Einen Mann nahm die Polizei in einer Flüchtlingsunterkunft in Wiehl fest. Zwei weitere Verdächtige befanden sich bereits in Abschiebhaft. Das erklärte der leitende Ermittler, Kriminalhauptkommissar Mark Patrick Lück, gestern auf einer Pressekonferenz im Bonner Polizeipräsidium. Die Mitglieder der Gang waren zwischen 21 und 49 Jahre alt, und Albaner, deren Flüchtlingsantrag abgelehnt worden war.

Das Besondere an der Bande, der 65 Straftaten zwischen Köln, Bornheim, Bonn; Sankt Augustin und Coesfeld zur Last gelegt werden: Die Täter hatten sich auf Nachteinbrüche spezialisiert, wobei sie stets über ein gekipptes Fenster eingedrungen waren, führte Lück aus. Er ist Leiter der Ermittlungsgruppe „Dritare“, was im Albanischen „Fenster“ bedeutet. Dass Einbrecher das Risiko in Kauf nehmen, nachts auf Hausbewohner zu treffen, ist nicht nur für Betroffene ein Horrorszenario. Auch Ermittler Lück besorgte ein solches Vorgehen zutiefst: „Nachteinbrüche sind völlig ungewöhnlich.“. Schließlich würden die Täter in der Regel jene Zeiten tagsüber abpassen, in denen die Bewohner nicht zu Haus sind.

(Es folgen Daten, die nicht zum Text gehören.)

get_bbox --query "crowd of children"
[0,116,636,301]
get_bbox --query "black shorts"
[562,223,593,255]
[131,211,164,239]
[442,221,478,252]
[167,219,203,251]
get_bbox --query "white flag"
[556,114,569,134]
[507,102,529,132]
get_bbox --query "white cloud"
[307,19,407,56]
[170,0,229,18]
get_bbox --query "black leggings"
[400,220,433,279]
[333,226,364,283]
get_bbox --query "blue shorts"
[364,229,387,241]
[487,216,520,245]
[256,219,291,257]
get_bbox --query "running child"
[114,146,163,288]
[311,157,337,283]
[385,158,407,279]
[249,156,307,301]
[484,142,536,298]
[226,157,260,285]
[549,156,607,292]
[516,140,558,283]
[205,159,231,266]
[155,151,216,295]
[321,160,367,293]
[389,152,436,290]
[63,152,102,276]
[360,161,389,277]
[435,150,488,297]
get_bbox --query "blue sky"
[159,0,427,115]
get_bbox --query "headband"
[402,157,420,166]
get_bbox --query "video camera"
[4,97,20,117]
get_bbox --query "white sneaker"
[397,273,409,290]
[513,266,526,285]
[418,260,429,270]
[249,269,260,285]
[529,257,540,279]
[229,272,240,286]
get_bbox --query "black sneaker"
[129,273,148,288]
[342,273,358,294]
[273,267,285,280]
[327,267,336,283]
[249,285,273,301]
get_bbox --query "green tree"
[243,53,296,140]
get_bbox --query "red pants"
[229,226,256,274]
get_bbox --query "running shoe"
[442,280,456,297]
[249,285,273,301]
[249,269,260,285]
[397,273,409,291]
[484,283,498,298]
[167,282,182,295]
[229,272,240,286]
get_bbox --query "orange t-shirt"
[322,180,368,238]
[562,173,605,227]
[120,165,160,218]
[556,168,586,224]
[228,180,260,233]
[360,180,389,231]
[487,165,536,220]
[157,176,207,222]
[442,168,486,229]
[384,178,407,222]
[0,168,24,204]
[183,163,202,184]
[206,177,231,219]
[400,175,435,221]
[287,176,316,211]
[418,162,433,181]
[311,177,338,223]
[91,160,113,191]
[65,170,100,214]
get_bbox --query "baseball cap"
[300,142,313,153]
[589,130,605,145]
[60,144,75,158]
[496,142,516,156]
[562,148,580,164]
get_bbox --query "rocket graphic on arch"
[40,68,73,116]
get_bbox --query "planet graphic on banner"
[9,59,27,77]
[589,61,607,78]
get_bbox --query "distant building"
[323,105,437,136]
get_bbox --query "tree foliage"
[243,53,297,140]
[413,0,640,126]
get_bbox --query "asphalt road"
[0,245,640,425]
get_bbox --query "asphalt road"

Hausbewohner überrascht Täter

Am 27. Juli war es zu einem Einbruch in Bornheim gekommen, wo die Bande schwerpunktmäßig unterwegs war. Lück und seine Kollegen wurden hellhörig: Ein Hausbewohner hatte die Täter sogar noch dabei überrascht, wie sie sich aus seinem Kühlschrank bedienten. Für Lück war das der „Supergau“: „Das zeigte uns die hohe Risikobereitschaft der Täter, denen offensichtlich alles egal ist.“

Zwar waren mehrere solcher Begegnungen zwischen der Einbrecherbande und ihren Opfern ohne Verletzte ausgegangen: Doch Lück wusste: „Wir haben ein Problem“. Um Schlimmeres zu verhindern, wurden nun Kräfte aus allen Teilen der Bonner Polizei zusammengezogen, ähnliche Fälle bei Nachbarbehörden überprüft und beschleunigt Feststellungsberichte von Tatorten ausgewertet..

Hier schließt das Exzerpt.